Top UK universities team up with Chinese counterparts

 

Some of the UK’s leading universities are joining forces with nine of China’s top academic institutions in a new government-backed programme.

The partnership has been set up to build major collaborations around research and education, with an expressed aim of building higher education links and helping to improve the quality of engineering research and teaching in China. On the UK side, the consortium is led by Queen’s University Belfast, and also features the universities of Warwick, Birmingham, Cardiff and Nottingham, as well as University College London.

“The world is facing global engineering challenges, not just in my own area of power generation, control and storage, but across a range of technologies,” said Jihong Wang, professor of Electrical Power & Control Engineering Warwick.

“We need partnerships such as these that pull together the best minds in the UK and Chinese engineering research to take on those challenges and to make a real, positive, difference to our daily lives.”

During a delegation to Shanghai by Minister for Universities and Science Jo Johnson last year, the Department of Business, Energy & Industrial Strategy agreed to award the initiative £200,000. The UK group of universities met formally in the middle of March and had the first face-to-face meeting with the their Chinese partners on 25th March in Beijing to discuss the programme.

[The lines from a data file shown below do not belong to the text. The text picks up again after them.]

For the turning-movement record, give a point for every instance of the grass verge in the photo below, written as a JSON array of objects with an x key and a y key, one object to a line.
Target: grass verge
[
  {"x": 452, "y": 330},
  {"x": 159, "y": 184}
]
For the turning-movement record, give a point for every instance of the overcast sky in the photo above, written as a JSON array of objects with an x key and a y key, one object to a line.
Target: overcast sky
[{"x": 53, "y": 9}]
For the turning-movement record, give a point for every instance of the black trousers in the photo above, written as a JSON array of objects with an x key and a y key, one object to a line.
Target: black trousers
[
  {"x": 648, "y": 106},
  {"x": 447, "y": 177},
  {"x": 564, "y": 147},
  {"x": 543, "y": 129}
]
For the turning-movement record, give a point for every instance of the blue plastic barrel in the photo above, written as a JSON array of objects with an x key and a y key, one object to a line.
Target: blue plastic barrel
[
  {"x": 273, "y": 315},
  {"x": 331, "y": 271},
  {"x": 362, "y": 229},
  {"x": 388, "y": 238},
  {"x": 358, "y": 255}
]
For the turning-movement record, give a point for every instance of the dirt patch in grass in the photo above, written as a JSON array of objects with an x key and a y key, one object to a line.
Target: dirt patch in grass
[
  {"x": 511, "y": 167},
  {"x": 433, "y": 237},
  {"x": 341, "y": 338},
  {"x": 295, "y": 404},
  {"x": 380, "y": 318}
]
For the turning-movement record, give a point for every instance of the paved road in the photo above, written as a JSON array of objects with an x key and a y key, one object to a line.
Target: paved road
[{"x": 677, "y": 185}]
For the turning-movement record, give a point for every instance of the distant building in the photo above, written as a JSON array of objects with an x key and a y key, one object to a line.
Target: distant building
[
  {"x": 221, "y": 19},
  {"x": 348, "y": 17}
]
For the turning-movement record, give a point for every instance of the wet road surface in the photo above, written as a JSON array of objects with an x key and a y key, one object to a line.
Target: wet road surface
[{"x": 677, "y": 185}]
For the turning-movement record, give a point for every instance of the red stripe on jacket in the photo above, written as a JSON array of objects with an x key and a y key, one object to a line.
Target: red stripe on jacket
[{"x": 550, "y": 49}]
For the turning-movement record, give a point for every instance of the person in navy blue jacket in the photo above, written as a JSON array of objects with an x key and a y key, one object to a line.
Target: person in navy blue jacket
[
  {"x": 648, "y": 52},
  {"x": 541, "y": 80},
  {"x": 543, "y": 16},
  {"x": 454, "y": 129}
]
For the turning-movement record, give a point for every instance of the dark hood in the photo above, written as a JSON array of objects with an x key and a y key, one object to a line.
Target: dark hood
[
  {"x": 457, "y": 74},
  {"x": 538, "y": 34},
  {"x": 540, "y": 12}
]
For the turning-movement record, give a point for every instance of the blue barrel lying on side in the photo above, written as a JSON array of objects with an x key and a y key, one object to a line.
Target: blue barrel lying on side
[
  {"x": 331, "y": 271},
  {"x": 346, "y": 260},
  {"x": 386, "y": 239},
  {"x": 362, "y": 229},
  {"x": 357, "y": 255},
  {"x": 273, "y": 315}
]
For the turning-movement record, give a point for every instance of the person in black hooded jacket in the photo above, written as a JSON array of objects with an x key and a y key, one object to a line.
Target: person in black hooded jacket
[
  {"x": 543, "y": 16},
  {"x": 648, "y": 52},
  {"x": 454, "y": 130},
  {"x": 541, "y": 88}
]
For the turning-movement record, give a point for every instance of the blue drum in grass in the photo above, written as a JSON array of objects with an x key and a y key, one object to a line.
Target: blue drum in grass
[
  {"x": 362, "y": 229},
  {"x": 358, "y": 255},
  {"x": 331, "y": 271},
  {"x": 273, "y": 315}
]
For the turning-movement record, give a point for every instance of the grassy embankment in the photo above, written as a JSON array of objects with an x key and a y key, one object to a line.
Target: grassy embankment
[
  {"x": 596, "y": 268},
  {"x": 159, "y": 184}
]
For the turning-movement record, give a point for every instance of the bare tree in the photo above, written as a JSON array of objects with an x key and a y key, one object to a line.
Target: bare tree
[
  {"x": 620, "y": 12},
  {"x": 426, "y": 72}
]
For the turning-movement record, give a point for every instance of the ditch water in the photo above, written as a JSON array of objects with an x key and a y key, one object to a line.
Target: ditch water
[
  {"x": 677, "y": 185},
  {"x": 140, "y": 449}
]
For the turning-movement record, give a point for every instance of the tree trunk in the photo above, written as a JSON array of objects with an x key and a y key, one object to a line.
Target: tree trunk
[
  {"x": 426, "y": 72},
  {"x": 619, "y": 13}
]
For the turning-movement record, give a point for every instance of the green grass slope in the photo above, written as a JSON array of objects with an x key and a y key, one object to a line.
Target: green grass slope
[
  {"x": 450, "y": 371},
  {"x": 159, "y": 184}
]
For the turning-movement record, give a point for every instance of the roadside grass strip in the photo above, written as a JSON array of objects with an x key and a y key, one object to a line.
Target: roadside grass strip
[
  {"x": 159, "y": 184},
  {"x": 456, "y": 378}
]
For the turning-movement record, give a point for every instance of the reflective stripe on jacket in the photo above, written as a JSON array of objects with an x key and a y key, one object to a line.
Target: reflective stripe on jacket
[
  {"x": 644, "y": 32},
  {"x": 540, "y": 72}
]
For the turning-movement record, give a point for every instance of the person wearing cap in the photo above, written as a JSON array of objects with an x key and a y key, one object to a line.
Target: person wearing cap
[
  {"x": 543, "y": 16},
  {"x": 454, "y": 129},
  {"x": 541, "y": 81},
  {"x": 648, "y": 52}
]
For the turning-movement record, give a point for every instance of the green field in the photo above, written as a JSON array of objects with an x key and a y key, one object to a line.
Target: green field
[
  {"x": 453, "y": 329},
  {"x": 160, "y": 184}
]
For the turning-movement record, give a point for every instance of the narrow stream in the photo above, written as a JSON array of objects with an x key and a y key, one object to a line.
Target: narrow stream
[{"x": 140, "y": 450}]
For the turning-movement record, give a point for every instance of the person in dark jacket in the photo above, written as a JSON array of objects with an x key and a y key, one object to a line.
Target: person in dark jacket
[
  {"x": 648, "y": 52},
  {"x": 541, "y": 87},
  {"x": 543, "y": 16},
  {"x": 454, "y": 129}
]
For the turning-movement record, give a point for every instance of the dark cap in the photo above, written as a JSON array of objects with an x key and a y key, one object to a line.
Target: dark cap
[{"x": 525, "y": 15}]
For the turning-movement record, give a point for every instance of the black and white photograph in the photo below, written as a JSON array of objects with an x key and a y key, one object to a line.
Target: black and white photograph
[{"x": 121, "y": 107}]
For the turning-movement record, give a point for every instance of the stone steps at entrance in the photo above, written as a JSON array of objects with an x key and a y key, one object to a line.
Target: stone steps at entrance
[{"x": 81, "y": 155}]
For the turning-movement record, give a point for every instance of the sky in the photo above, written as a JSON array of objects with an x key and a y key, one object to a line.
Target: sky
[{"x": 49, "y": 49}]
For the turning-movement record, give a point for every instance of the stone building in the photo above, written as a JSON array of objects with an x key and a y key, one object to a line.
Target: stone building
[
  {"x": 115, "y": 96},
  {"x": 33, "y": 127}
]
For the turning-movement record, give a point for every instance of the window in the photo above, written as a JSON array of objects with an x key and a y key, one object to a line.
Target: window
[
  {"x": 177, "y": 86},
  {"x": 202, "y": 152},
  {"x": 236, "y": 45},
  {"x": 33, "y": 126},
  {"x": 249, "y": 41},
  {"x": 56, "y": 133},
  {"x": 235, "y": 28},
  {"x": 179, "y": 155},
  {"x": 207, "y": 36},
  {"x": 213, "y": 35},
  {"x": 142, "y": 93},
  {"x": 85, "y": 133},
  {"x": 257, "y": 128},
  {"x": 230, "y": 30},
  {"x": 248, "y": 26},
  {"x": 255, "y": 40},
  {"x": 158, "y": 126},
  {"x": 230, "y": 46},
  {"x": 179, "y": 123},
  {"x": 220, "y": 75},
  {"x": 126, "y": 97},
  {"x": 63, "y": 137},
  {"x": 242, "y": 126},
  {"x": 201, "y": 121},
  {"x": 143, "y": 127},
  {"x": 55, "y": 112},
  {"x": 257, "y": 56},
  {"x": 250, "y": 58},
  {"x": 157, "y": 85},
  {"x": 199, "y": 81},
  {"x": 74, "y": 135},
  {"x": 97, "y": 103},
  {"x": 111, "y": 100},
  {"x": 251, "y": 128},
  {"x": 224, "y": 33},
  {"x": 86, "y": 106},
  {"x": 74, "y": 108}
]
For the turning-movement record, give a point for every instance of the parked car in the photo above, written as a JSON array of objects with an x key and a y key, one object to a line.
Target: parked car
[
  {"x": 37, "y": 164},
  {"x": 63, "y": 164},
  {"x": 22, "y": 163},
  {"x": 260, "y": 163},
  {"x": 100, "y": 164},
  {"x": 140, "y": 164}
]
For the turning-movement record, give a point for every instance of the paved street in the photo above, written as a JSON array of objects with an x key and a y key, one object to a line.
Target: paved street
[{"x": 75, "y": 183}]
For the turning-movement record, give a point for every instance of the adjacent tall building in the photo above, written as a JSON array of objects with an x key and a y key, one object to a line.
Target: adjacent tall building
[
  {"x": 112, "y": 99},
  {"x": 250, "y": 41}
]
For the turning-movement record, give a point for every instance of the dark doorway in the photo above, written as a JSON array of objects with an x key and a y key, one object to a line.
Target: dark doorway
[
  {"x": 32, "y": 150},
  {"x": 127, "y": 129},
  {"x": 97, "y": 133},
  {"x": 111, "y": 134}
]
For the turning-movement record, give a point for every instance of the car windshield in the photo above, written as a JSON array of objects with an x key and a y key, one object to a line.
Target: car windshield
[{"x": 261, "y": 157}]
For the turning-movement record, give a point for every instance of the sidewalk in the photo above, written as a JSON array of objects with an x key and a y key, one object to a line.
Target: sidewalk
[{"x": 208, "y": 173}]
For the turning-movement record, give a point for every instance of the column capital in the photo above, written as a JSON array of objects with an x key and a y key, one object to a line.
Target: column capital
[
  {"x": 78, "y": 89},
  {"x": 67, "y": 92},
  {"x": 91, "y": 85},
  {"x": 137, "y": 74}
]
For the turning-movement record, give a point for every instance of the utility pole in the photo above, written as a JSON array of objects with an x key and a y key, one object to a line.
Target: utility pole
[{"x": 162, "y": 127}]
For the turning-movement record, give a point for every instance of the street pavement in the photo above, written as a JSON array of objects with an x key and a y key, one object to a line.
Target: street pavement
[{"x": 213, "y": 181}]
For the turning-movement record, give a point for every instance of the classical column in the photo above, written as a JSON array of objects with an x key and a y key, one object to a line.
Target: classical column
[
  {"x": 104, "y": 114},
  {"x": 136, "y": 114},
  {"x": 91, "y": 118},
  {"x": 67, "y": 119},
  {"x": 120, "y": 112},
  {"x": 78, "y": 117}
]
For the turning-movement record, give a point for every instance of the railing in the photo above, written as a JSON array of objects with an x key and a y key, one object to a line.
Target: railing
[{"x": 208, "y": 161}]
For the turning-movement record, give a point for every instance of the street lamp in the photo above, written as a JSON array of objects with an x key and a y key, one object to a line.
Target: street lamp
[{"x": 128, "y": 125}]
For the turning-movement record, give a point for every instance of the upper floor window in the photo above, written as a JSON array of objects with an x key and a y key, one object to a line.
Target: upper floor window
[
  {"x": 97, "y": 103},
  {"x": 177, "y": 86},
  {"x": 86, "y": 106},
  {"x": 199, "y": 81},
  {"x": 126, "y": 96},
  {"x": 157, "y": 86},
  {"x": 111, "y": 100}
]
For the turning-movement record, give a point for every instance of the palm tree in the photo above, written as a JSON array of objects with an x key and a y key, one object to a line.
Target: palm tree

The funding is intended to enable the UK universities to create a critical mass in a cluster of key engineering areas, such as energy and advanced manufacturing, and to help maintain the UK’s global standing in light of increasing international competition. The Chinese institutions participating in the initiative include Southeast University, Beijing Institute of Technology, Chongqing University, Dalian University of Technology, Harbin Institute of Technology, Northwestern Polytechnical University, South China University of Technology, Tianjin University and Tongji University.